François Hollande distance toujours nettement Nicolas Sarkozy dans les intentions de vote au premier (32% contre 25%) comme au second tour (59% contre 41%) de la présidentielle, selon un sondage Ipsos effectué après l'entrée en campagne officielle du président-candidat.

Le ministre a également estimé qu'il était "juridiquement et matériellement impossible" d'instaurer une dose de proportionnelle dès les législatives de juin. Dimanche, Nicolas Sarkozy a proposé d'instaurer "à la marge" une dose de proportionnelle pour les législatives, sans donner de calendrier pour cette modification du mode de scrutin.
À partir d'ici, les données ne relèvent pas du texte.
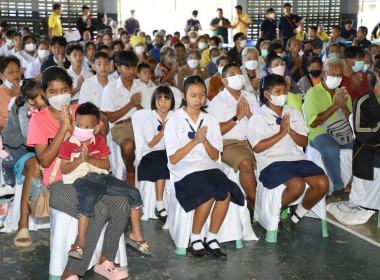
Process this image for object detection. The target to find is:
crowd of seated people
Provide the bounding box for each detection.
[0,3,380,279]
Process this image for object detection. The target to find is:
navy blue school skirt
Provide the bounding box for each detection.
[259,160,325,189]
[137,150,169,182]
[174,169,244,212]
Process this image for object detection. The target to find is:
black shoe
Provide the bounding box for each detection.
[154,208,168,223]
[187,239,208,258]
[203,238,227,260]
[280,215,296,233]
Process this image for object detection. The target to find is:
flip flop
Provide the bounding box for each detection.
[13,228,32,247]
[126,236,152,257]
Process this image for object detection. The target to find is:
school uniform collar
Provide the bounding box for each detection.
[69,134,96,147]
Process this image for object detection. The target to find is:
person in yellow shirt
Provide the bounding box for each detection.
[231,5,251,35]
[48,4,63,39]
[317,25,329,42]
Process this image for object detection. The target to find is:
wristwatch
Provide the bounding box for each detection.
[232,116,240,124]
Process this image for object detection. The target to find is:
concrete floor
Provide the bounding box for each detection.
[0,213,380,280]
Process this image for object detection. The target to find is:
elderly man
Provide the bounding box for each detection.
[304,58,353,200]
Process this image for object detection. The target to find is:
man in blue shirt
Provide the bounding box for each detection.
[259,8,277,41]
[277,3,302,46]
[352,26,371,50]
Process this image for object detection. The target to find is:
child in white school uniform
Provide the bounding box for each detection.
[137,86,175,222]
[164,76,244,259]
[248,74,328,232]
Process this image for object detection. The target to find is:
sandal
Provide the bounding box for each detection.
[127,236,152,257]
[154,208,168,223]
[13,228,32,247]
[68,244,83,260]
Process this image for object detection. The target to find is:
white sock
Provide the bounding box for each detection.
[292,203,309,223]
[206,232,220,249]
[156,200,168,216]
[190,233,204,250]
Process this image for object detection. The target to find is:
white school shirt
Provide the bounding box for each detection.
[100,77,141,127]
[24,56,42,79]
[208,88,259,141]
[78,75,116,108]
[15,50,36,68]
[141,110,174,157]
[164,108,223,182]
[67,66,94,101]
[248,105,308,171]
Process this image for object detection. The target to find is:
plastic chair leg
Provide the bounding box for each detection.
[175,247,186,255]
[236,239,243,249]
[280,207,289,220]
[322,220,329,237]
[265,229,277,243]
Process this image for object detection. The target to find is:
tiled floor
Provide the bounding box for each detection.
[0,211,380,280]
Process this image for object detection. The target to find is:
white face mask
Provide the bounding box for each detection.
[48,93,71,111]
[187,59,199,68]
[198,42,207,50]
[38,50,49,59]
[240,40,247,48]
[25,43,36,52]
[325,75,343,89]
[244,60,259,70]
[227,75,245,90]
[211,55,220,65]
[269,94,288,107]
[218,66,224,75]
[271,65,285,76]
[135,46,145,54]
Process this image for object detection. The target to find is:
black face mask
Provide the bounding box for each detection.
[310,70,322,78]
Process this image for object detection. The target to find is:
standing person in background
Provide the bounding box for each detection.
[77,6,94,40]
[259,8,277,41]
[124,9,140,34]
[277,3,302,46]
[231,5,251,35]
[48,4,63,39]
[341,19,357,41]
[185,10,202,34]
[210,8,231,43]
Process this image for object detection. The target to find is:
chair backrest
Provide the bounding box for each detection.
[170,87,182,109]
[132,109,152,160]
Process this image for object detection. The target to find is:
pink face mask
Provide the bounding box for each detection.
[74,127,94,142]
[272,65,285,76]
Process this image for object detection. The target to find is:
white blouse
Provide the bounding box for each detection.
[141,111,174,156]
[164,109,223,182]
[248,105,308,171]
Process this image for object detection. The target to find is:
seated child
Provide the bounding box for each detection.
[164,76,244,259]
[2,79,47,191]
[248,74,329,232]
[137,85,175,222]
[58,102,142,259]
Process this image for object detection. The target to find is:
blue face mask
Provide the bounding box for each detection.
[327,52,340,58]
[7,39,13,47]
[352,61,364,73]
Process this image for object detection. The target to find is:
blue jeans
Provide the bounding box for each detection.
[2,146,28,187]
[74,173,143,218]
[310,133,353,190]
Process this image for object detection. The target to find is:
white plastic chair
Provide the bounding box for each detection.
[49,208,128,280]
[168,170,243,255]
[132,109,169,221]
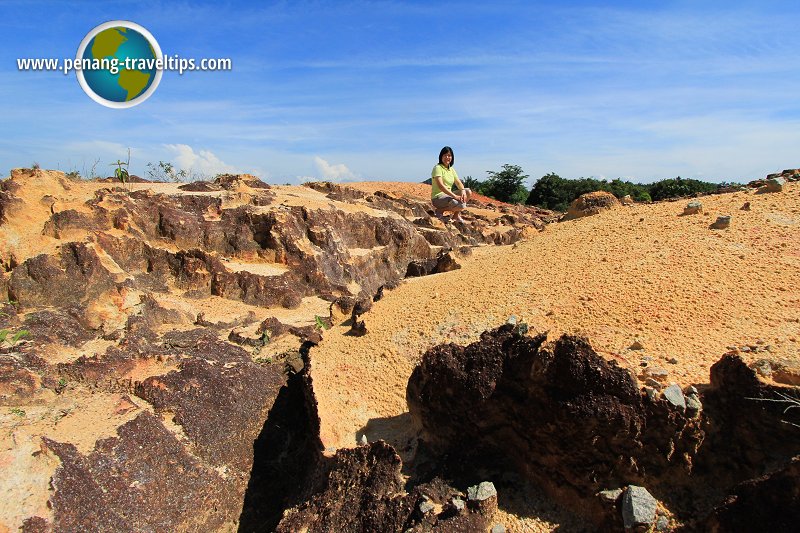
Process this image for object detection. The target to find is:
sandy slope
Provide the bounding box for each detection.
[312,183,800,530]
[0,172,800,531]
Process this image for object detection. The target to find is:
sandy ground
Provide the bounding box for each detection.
[311,183,800,531]
[0,172,800,531]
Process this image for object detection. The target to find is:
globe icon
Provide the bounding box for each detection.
[78,21,162,108]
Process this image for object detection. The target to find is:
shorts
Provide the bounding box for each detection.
[431,194,467,211]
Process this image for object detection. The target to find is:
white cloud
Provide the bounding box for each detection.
[314,156,356,181]
[164,144,241,176]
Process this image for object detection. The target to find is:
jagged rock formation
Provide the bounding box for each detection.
[407,325,800,527]
[0,169,543,531]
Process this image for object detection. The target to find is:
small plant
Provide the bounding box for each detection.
[0,329,30,348]
[111,148,131,190]
[314,315,330,329]
[147,161,189,183]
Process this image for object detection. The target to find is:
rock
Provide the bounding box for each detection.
[644,378,663,390]
[419,500,436,515]
[663,383,686,411]
[710,215,731,229]
[686,394,703,417]
[597,489,623,503]
[467,481,497,501]
[644,366,669,382]
[683,200,703,215]
[42,412,238,531]
[758,176,786,193]
[406,325,698,520]
[622,485,658,529]
[450,497,467,512]
[467,481,497,517]
[702,457,800,533]
[750,359,772,379]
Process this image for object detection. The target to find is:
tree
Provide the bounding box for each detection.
[525,172,574,211]
[147,161,189,183]
[481,164,528,203]
[461,176,483,191]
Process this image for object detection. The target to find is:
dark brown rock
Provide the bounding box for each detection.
[703,457,800,533]
[276,441,497,533]
[42,412,236,531]
[406,325,702,520]
[136,330,284,471]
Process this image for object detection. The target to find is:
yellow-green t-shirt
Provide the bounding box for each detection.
[431,163,458,198]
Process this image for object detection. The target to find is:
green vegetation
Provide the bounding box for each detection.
[147,161,189,183]
[314,315,330,330]
[480,164,528,204]
[461,164,528,204]
[438,164,740,211]
[525,172,737,211]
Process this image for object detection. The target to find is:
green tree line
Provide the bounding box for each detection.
[462,164,737,211]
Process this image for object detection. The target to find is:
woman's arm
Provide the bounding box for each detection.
[433,176,464,200]
[453,176,472,202]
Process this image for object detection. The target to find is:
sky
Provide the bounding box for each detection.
[0,0,800,186]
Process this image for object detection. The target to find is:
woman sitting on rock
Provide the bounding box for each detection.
[431,146,472,222]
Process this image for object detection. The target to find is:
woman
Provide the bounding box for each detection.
[431,146,472,222]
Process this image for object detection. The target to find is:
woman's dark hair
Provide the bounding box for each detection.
[439,146,456,167]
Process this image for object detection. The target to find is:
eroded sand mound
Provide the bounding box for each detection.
[312,179,800,531]
[0,171,800,531]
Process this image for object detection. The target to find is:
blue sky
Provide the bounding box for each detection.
[0,0,800,184]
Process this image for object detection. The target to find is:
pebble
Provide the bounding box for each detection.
[467,481,497,501]
[450,497,466,511]
[686,394,703,413]
[622,485,658,529]
[597,489,622,503]
[644,366,669,381]
[644,387,658,402]
[644,378,662,390]
[664,383,686,411]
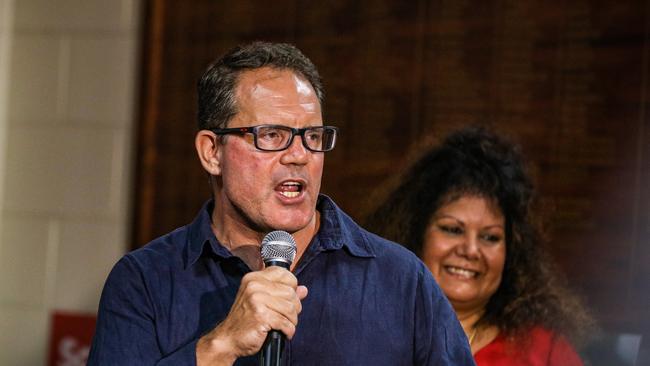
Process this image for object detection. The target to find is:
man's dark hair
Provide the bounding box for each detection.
[198,42,324,129]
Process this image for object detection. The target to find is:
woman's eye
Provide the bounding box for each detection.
[483,234,501,243]
[440,225,463,235]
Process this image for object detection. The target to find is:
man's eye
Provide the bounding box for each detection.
[305,132,323,141]
[257,130,282,140]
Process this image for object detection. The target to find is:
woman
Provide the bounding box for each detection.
[366,128,593,366]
Le candidat socialiste à l'Elysée, François Hollande, a transformé l'hypothèse de l'arrivée de Jean-Louis Borloo à la tête de Veolia, qui est une "rumeur", en un "véritable complot", a dénoncé mardi Gérard Longuet. "François Hollande a transformé une rumeur en un véritable complot (...) Il a monté une mayonnaise qui n'a aucun fondement", a déclaré M. Longuet sur Radio Classique/Public Sénat.

"On est dans le fantasme complet. François Hollande a amplifié, accepté et endossé une rumeur. Nous avons le devoir de dénoncer cette manipulation", a poursuivi le ministre.

L'hypothèse selon laquelle Nicolas Sarkozy serait intervenu pour favoriser la nomination de Jean-Louis Borloo à la tête de Veolia a suscité lundi de nombreuses réactions de colère et d'indignation dans la classe politique, en particulier de François Hollande. Nicolas Sarkozy a lui-même qualifié d'"absurde" cette hypothèse.

"Ce qui est vrai en revanche, c'est que Veolia a une véritable interrogation sur son avenir", a relevé le ministre. Tout en soulignant que Jean-Louis Borloo avait les "compétences" pour prendre la tête de Veolia, Gérard Longuet a estimé qu'un politique pouvait se convertir aux affaires qu'"à condition de renoncer à la politique définitivement et complètement".

Et pour ce faire, il faut "respecter le délai de viduité, le veuvage. On ne se remarie pas tout de suite", a-t-il dit. Et dans le cas de Jean-Louis Borloo, ce "délai" n'est pas établi à l'heure actuelle pour Jean-Louis Borloo, a-t-il dit. "Oui", a-t-il répondu à la question de savoir s'il était trop tôt pour Jean-Louis Borloo.